GTxcel will extract article text from the pdfs that you supply to create an HTML version of your articles. The purpose of this process is to provide a responsive and easy to read version of your articles for your users, specifically users using mobile devices.
*Note: This process is largely automated. How the pdf is created, including layering and embedded fonts, will affect the outcome of the extraction. Also, the design needs tend to be different from a highly stylized print layout and a pure article text layout. For these reasons, it will be necessary for you to review the articles and correct any abnormalities or design elements that the automated extraction process did not create to your particular needs.
Article Extractions include:
- All images in an article, including their caption text.
- Tables, charts, graphs, and figures.
- The embedded text of the pdf you provide will be extracted so all text will appear exactly as it was created in the pdf.
- (Optional) Extraction of Full page and Fractional ads.
Here are several items to keep in mind when creating your pdfs, as how the pdf is created will directly affect the quality of the article extraction output.

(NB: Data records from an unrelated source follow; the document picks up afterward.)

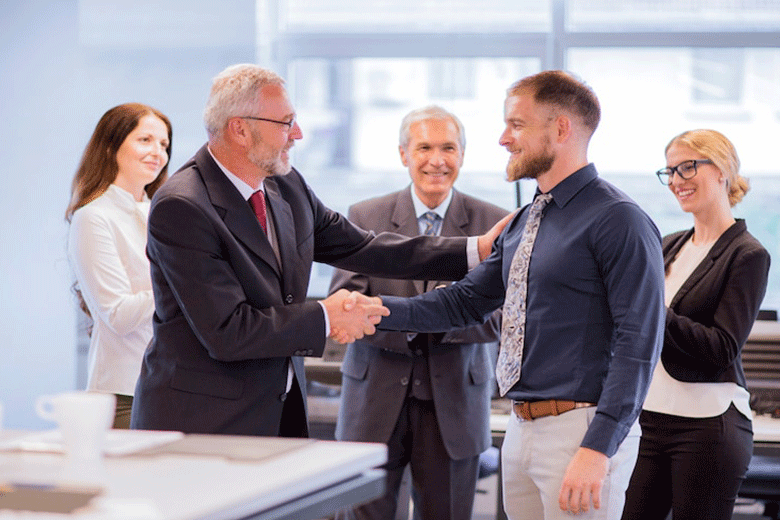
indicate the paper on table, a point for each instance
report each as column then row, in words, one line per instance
column 117, row 443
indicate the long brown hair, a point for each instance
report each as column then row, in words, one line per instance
column 99, row 167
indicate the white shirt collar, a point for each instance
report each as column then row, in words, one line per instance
column 243, row 188
column 420, row 208
column 125, row 199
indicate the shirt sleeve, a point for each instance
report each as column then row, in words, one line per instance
column 627, row 246
column 102, row 278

- Embedded Text and Fonts – All text and fonts should be embedded text. Text that is an image such as a vector graphic or bitmap graphic, rather than embedded text, will not be extracted as text.
- Line breaks – Line breaks should be used to create the end of a paragraph or force the end of a line at a desired point. If line breaks are not used, text may string together that was originally intended to display separately. Popular examples of when you want to ensure line breaks are used include lists and poems.
- Layers – If layers are used, the text layer should be the top layer.